DCAS functionality can be implemented in software using a technique introduced by Bershad [4]. DCAS is implemented using a lock known to the operating system. If a process holding this locks is delayed by a context switch, the operating system rolls back the process out of the DCAS procedure and releases the lock. The rollback procedure is relatively simple because the DCAS implementation is simple and known to the operating system. Moreover, the probability of a context switch in the middle of the DCAS procedure is low because it is so short, typically a few instructions. Thus, the rollback cost is incurred infrequently.
This technique can be used more generally to implement other primitives such as n-location CAS. We focus on DCAS implementation because the primary relation to our work is offering a software implementation of DCAS as an alternative to our proposed hardware support. It also seems simpler to just implement rollback for DCAS compared to more general primitives.

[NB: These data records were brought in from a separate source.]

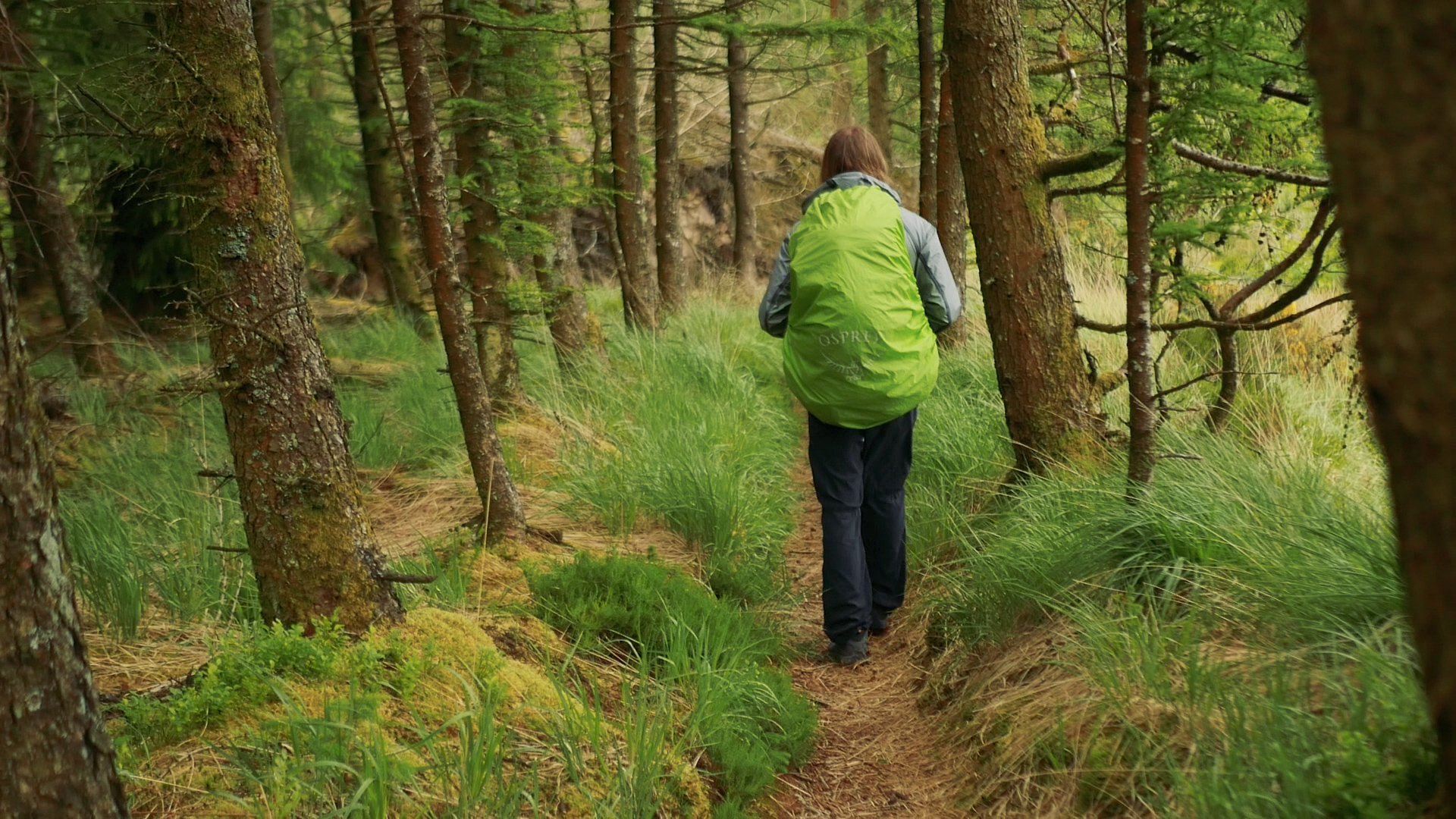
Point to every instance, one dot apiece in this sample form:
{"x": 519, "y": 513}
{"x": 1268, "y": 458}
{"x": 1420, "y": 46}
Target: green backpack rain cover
{"x": 858, "y": 350}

This approach has the key advantage of not requiring hardware extensions over the facilities in existing systems. Moreover, its performance may be comparable to our hardware extensions, especially on single processors or small-scale multiprocessors. Further measurements are required here. However, there are a few concerns. First, there is the cost of locking. The straight-forward implementation requires the DCAS procedure to access a common global lock from all processes. In a multi-level memory with locks in memory, the memory contention between processors for this lock can be significant. For example, the data structure may be in a shared segment that is mapped in by two independent processes. If the locks are associated with each DCAS instance, there is more cost and complexity to designate the locks and critical section to the operating system and to implement the rollback. The locking and unlocking also modifies the cache line containing the lock, further increasing the cost of this operation because writeback is required.
Second, Bershad's approach requires rereading the two locations from memory as well as an extra read and write to set the lock and write to clear the lock.
Third, on multiprocessors, care must be used by readers of shared data structures if they want to support unsynchronized reads. Without depending on the lock, readers can see intermediate states of the DCAS, and read tentative values that are part of a DCAS that fails. Requiring synchronization for reads significantly increases contention on the global lock. Note that in many cases TSM reduces the danger of unsynchronized reads because the reads cannot cause type errors. Writes are protected by the global lock, and the final DCAS will detect that the unsynchronized reads were suspect, and fail. Systems that provide hardware DCAS require no additional read synchronization beyond that performed automatically by the memory system. Further experience and measurements are required to determine whether this is a significant issue on real systems.
Finally, the Bershad mechanism seems harder to test under all conditions. For instance, it is possible that one of the write operations that the rollback needs to undo is to an area of memory that has been paged out or that one of the addresses is illegal. The system also needs to ensure that a thread is rolled back out of any DCAS critical section if it is terminated. We believe our hardware implementation is simpler to verify and naturally operates on top of the virtual memory management of the system and on top of directly accessible physical memory at the lowest level of the system software. It is of concern that a minor change to the software mechanisms in Bershad's scheme could result in very subtle errors in execution that could go undetected in a system for a long period of time.